Describe the business for us
The Holiday Crowd provides a service to help people co-invest in a holiday property from £1,000. Investors receive a stake in a company that owns the property entitling them to a share of the rental income and any increase in the value of the property over time.
We remove the hassle of ownership, looking after everything from finding the property to dealing with lawyers and ensuring the property is booked. Our customers can book holidays in the property with our exclusive partner, Sykes Cottages, and can save money whilst generating long-term pension-like returns from investing in holiday property.
Where did the idea come from?
I got the idea for the business on a plane to Mykonos. I was sat next to a family that visited the island every year but said they couldn’t afford to buy a villa. I thought there must be a smarter way for them to invest in a place that could pay for their holidays every year.
The market was already there, I just took a different route on how to satisfy the demand.
Inspiration comes from the strangest places
Plot the growth story to today
We’re an early stage company with ambitious growth plans.

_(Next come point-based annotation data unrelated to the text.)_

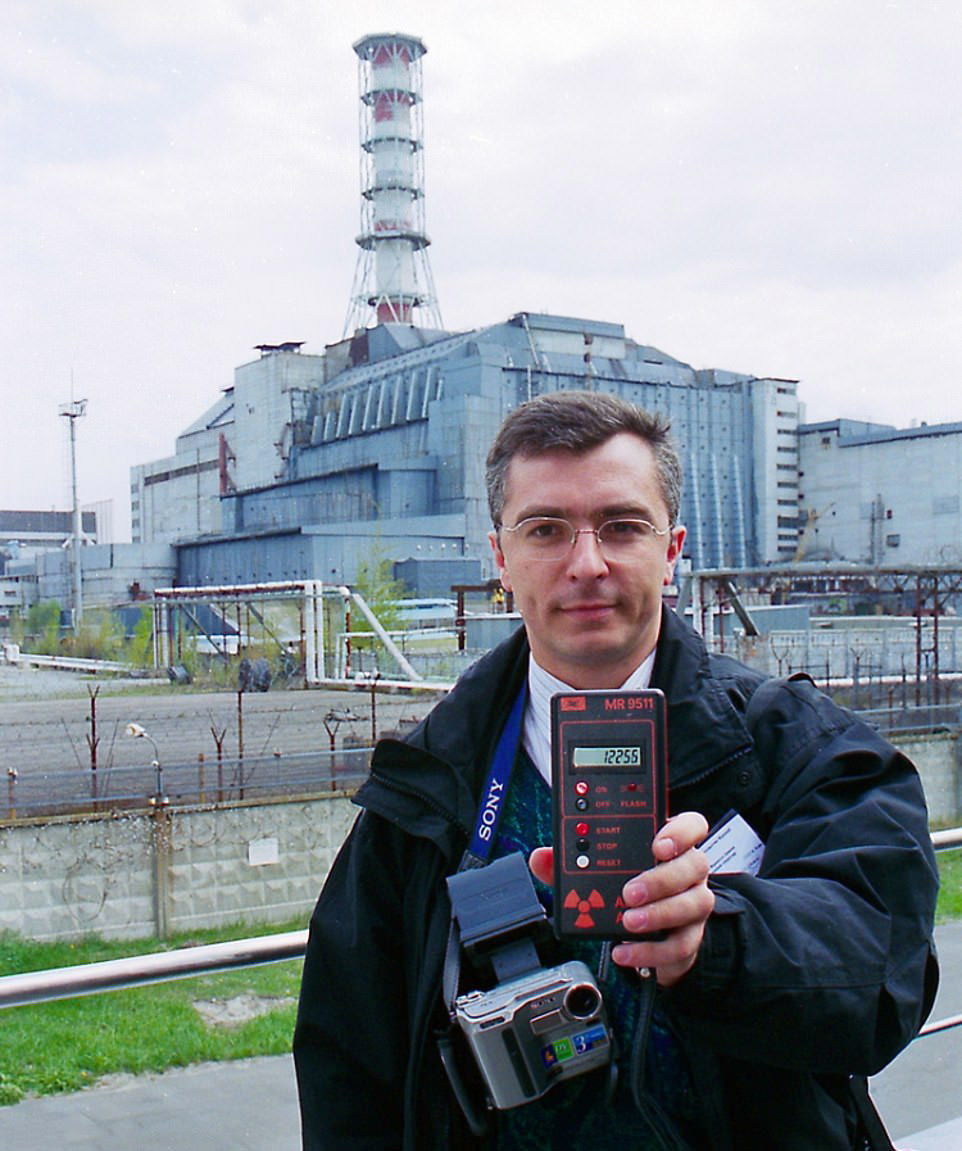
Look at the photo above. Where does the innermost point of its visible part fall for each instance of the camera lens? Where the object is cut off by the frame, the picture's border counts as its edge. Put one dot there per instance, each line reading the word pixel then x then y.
pixel 582 1000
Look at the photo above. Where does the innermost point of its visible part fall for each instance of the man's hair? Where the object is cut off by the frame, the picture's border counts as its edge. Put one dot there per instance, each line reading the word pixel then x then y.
pixel 577 421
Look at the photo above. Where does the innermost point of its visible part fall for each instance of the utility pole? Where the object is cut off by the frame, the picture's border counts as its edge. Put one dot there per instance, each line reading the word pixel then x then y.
pixel 75 411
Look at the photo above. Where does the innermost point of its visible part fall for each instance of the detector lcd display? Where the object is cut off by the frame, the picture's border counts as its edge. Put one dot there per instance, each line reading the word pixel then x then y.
pixel 607 756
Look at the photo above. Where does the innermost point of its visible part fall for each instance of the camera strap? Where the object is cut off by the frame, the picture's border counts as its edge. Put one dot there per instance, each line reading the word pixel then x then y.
pixel 476 855
pixel 486 824
pixel 495 789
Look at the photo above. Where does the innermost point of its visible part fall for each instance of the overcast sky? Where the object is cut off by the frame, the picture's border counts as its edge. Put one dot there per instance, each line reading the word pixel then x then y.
pixel 763 187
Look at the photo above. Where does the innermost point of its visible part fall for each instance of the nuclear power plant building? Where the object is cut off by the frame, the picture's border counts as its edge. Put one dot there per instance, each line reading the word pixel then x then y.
pixel 312 465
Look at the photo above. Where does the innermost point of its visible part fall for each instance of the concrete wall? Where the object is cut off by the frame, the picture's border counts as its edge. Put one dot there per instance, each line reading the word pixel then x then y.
pixel 938 761
pixel 138 875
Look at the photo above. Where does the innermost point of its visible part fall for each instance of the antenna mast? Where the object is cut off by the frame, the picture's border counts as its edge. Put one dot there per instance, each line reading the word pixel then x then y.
pixel 392 274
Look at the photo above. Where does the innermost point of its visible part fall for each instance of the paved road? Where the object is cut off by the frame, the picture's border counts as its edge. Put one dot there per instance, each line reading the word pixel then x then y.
pixel 252 1105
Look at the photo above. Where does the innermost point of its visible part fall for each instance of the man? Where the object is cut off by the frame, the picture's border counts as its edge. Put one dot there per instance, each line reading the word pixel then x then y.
pixel 770 991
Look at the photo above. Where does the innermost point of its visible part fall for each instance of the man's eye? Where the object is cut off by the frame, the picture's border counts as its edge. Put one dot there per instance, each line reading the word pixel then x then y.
pixel 544 530
pixel 625 528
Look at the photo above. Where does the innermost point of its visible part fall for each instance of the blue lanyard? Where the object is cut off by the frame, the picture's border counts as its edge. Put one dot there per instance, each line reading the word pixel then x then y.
pixel 495 790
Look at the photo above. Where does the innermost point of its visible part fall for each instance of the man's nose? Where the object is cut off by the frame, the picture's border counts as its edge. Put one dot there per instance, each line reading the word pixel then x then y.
pixel 587 556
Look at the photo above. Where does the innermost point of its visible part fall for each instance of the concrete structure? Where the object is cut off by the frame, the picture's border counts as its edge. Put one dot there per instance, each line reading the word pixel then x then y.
pixel 180 495
pixel 314 465
pixel 378 448
pixel 24 533
pixel 131 875
pixel 112 573
pixel 136 874
pixel 873 494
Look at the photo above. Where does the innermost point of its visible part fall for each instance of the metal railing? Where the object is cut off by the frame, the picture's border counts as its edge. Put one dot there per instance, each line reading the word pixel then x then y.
pixel 183 962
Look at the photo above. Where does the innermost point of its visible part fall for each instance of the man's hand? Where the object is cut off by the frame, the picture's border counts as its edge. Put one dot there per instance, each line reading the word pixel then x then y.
pixel 673 897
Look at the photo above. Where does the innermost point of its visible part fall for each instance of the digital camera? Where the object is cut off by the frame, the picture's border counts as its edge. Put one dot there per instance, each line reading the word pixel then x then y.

Stay tuned.
Is it an enticing market for new entrants?
We’ve estimated the UK holiday property market at around £54bn in value, based on a total of around 250,000 properties. We’re opening up this asset class to a new group of investors and believe we’re the first organisation to use alternative finance to do this. I want to build a global portfolio of properties that people can invest in and enjoy.
What have been the big bumps in the road?
Brexit caused some short-term uncertainty in the property market, but when life gives you lemons, you make lemonade. UK tourism continues to go from strength to strength, and we’re witnessing what we believe to be a mini boom in the rental market, so we’re excited about the future potential for our business.
What has been the hardest thing about starting a business and what have you enjoyed?
The hardest thing is to break down traditional attitudes to the sector. We’re disrupting a market that is becoming increasingly digitised, and have the tools, the data and the expertise to help investors. I enjoy every aspect of it though and love to get stuck in.
I’m currently furnishing our first property and looking after everything from the curtains to the cutlery. The greatest fulfilment comes from hitting milestones, however small.
Investing means holiday makers can own a slice of a property they couldn't afford alone.
What would you change about the politics of business?
Short-termism in policy-making. The stamp duty surcharge is a great example, HMRC have actually seen a decline in stamp duty revenues as a result of the changes.
What is your biggest mistake?
Not having enough self-belief. It’s a valuable currency for entrepreneurs and you need it in spades. I sometimes feel I’m a bit to British about self-promotion.
How is The Holiday Crowd different from the rest?
We don’t really have any direct competitors in this market. A number of platforms have focused on alternative finance in the buy-to-let market, which has pretty low barriers to entry. I set off with the view that partnering with a leading holiday letting agency would provide us with a great platform for growth.
Our partnership with Sykes Cottages does exactly that, offering a route to market and a trusted brand to ensure our properties are well looked after. We make a point of working closely with them and are nurturing a mutually beneficial relationship.
How do you rate government support for growing businesses and why?
The government can do a lot more to support SMEs including reducing business rates and corporate taxes to increase competition.
Leading Internet businesses such as Amazon, Facebook and Google pay next to no tax in the UK, whilst SMEs suffer. The government should level the playing field and provide more tax breaks for small businesses.
What are your top three tips for people starting a business today?
1. Follow up on every introduction, and take every call and meeting. You never know where it will take you.
2. Speak to your customers, you find out more on the phone than by any other means.
3. Raise money when you can, you never know what lies around the corner.